A dusty carved box containing two locks of hair and a century-old letter regarding property in Switzerland, and a burning desire to learn about her biological family lead nurse-midwife Lexie Jaeger from her home in Oregon to the heart of Pennsylvania Amish country. There she meets Marta Bayer, a mysterious lay-midwife who desperately needs help after an Amish client and her baby die.
Lexie steps in to assume Marta’s patient load even as she continues the search for her birth family, and from her patients she learns the true meaning of the Pennsylvania Dutch word demut, which means “to let be” as she changes from a woman who wants to control everything to a woman who depends on God.
A compelling story about a search for identity and the ability to trust that God securely holds our whole life—past, present, and future.
Alexandra “Lexie” is a nursing mid-wife in Oregon when she gets the dreaded phonecall at work. Her father, who has cancer, doesn’t have long for this world. She takes a leave of absence and rushes to his side. On his death bed, he tells her about a box in the closet for her, one he never opened but one that might bring her closer to finding her birth parents. After his death, she looks into the box that has a letter about property in Switzerland, 2 swatches of hair and not much else.
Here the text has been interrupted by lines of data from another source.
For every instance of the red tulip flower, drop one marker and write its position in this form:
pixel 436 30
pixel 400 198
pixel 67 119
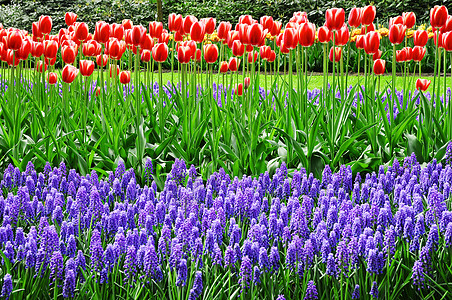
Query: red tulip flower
pixel 69 73
pixel 52 78
pixel 174 22
pixel 355 17
pixel 234 64
pixel 397 33
pixel 14 39
pixel 418 53
pixel 102 32
pixel 324 35
pixel 86 67
pixel 420 38
pixel 368 15
pixel 127 24
pixel 45 24
pixel 124 77
pixel 210 53
pixel 371 42
pixel 70 18
pixel 160 52
pixel 68 54
pixel 306 34
pixel 223 30
pixel 145 55
pixel 41 67
pixel 155 29
pixel 335 18
pixel 379 66
pixel 438 16
pixel 224 67
pixel 342 36
pixel 337 52
pixel 102 60
pixel 197 32
pixel 290 38
pixel 409 19
pixel 210 24
pixel 50 48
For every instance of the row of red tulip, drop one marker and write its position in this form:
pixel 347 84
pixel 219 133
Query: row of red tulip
pixel 112 40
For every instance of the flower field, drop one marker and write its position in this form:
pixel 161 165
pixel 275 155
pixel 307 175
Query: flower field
pixel 232 180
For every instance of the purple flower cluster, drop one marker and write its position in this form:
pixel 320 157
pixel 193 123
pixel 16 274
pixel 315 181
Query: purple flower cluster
pixel 253 227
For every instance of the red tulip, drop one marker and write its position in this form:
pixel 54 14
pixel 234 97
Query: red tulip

Her dear friend Sophie makes some enquiries, and finds that a mid-wife in Pennsylvania needs some help and it might do Lexie good to take a break and to also look for her birth parents.
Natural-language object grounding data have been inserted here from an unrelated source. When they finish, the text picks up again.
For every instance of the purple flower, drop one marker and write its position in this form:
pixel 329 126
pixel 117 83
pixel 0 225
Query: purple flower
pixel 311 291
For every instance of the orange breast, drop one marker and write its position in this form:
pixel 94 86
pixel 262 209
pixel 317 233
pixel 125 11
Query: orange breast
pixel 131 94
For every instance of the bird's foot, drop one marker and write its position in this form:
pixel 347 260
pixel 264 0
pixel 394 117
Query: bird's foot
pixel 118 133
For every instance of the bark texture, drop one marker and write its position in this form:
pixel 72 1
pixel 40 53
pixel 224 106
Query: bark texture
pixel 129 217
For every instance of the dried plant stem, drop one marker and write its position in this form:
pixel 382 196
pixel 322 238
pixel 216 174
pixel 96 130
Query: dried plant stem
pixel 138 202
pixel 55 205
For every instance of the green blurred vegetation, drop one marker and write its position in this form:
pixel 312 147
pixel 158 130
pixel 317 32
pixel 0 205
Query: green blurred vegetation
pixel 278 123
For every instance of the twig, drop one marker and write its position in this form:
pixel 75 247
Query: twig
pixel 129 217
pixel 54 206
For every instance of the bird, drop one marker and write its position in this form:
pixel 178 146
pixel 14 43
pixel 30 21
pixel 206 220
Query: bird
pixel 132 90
When she arrives at Marta’s house, against Marta’s wishes, things go awry. No one wants to give her information about her birth, and no one wants her help. Marta is going through some legal battles at the moment and when pushes against the wall, realizes she needs Lexie’s help with her Amish patients and the babies soon to come.
Along the way, Lexie meets a doctor who she starts having meals with, even though she left her fiancé James back in Oregon, telling him they were on a break. She also pokes her nose into everyone’s business to get the information she is seeking. She won’t take no for an answer, even though the Amish prefer to leave the past in the past and not discuss it.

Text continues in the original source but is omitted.